Turkeys don’t vote for Christmas

According to a recent study by Spain’s El País newspaper, Colombia’s parliamentary salaries are 34 times the country’s minimum wage – the highest figure in the study that included European and Latin American countries. For reference, German parliamentarians earn just six times the minimum wage, according to El País. Changes could be on the horizon though, Colombia’s senate approved the second debate on an initiative to reduce parliamentary salaries but with six more sessions remaining, will Turkeys vote for Christmas? 

A former director of Colombia’s congress explained the wide-reaching implications of such a move, “The problem is that it is not only the salary of congressmen that is high, there are other state officials, such as the magistrates, who have the same salary. There is a law that prevents public officials being paid more than congressmen, so by lowering the salaries of senators and congressmen, it would also lower the salaries of magistrates and other senior civil servants. This is why a bill to lower salaries has passed twice but has been overturned by the Constitutional Court each time.” 

There is a law that prevents public officials being paid more than congressmen, so by lowering the salaries of senators and congressmen, it would also lower the salaries of magistrates and other senior civil servants.”

Former director, Colombia’s congress

The origin of these high salaries was the constitution of 1991. Previously, congressmen could claim representation expenses but the new constitution removed the ability for congressmen to claim these expenses in favour of a higher salary. As a result, congressmen have high location-based expenses including compensations for trips, paid vacations, and security measures.  

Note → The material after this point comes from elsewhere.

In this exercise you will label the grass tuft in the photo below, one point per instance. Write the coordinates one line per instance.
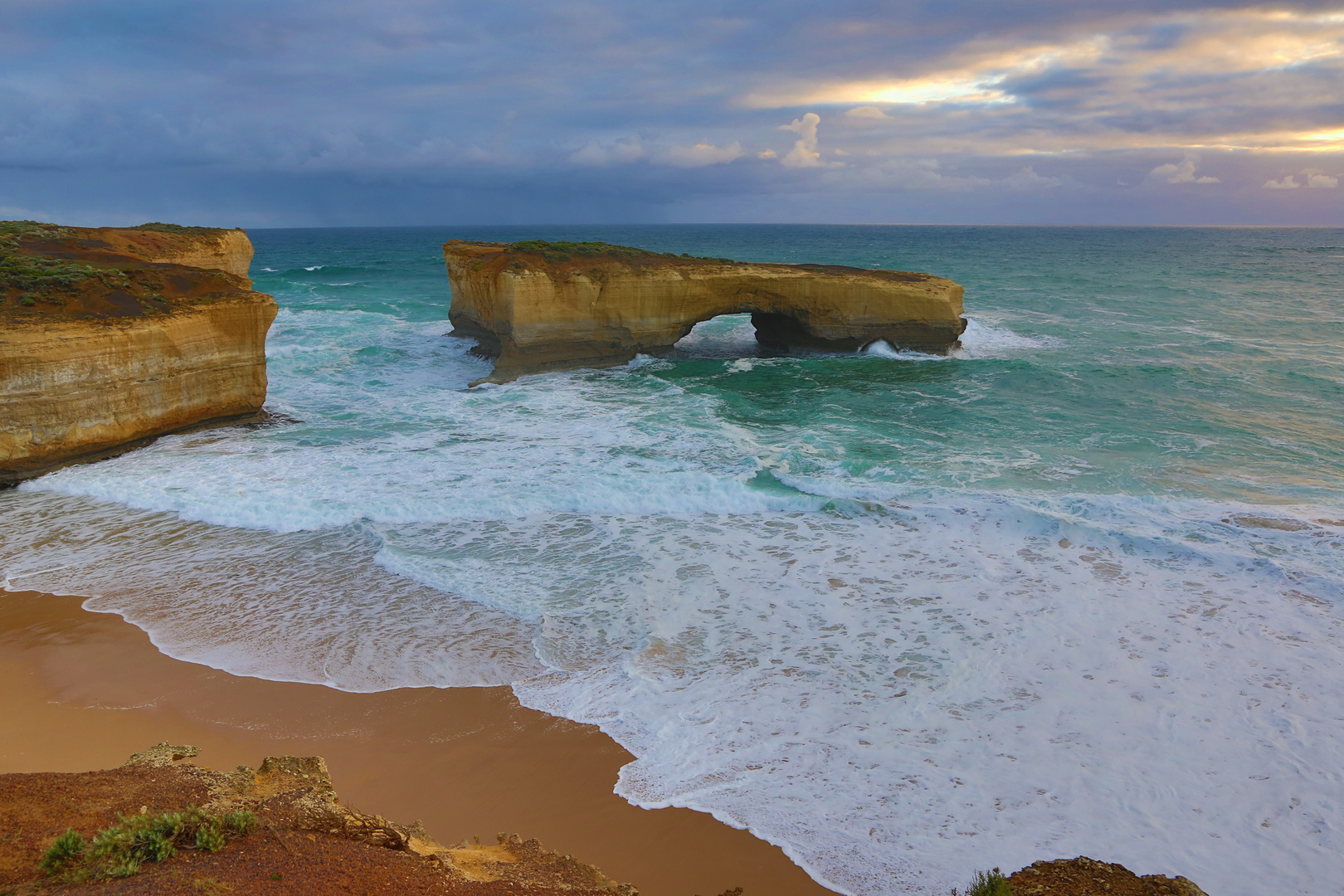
(121, 850)
(69, 848)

Unsurprisingly, people are outraged by the disparity between their salary and that of a congressman and the issue has become central to political campaigning. It was revived during the presidential debates last August, which led the green party ‘Alianza Verde’ senator Jota Pe Hernández, a former youtuber, to draft a legislative proposal to reduce the salaries of congressmen. Hernández insisted that his proposal was drafted to respect the labour rights of congressmen and the salary adjustment would be implemented by freezing wages for a four-year period and reforming article 15 of the current law which stipulates that no other public official can earn more than congressmen. In addition, the proposal aims to take away from the Congress the power to regulate the salaries of their members. 

This isn’t the only proposal to have been tabled on the issue. In the past, the Congress has blocked 20 similar proposals. Despite the debate, the former president, Iván Duque, passed a decree on 24 December 2021, to increase the salary of congressmen by 5.12% after being pressured by the union of workers of the legislative power.

The Colombian electoral system poses quite a challenge, to become a congressman you need to invest a lot of money.”

Former director, Colombia’s congress

There are some arguments sympathetic to the congressmen’s cause, explained a former member of Congress, “The Colombian electoral system poses quite a challenge, to become a congressman you need to invest a lot of money. If you can’t recover this investment through salary then only the rich will become congressmen. Social media has relieved some of this cost pressure but it is still an issue.” 

It remains to be seen if Colombia’s situation could prompt similar debates elsewhere in Latin American. For example, Chile, which is going through a major political reform, is not far behind with its congressmen being paid 33 times the minimum wage.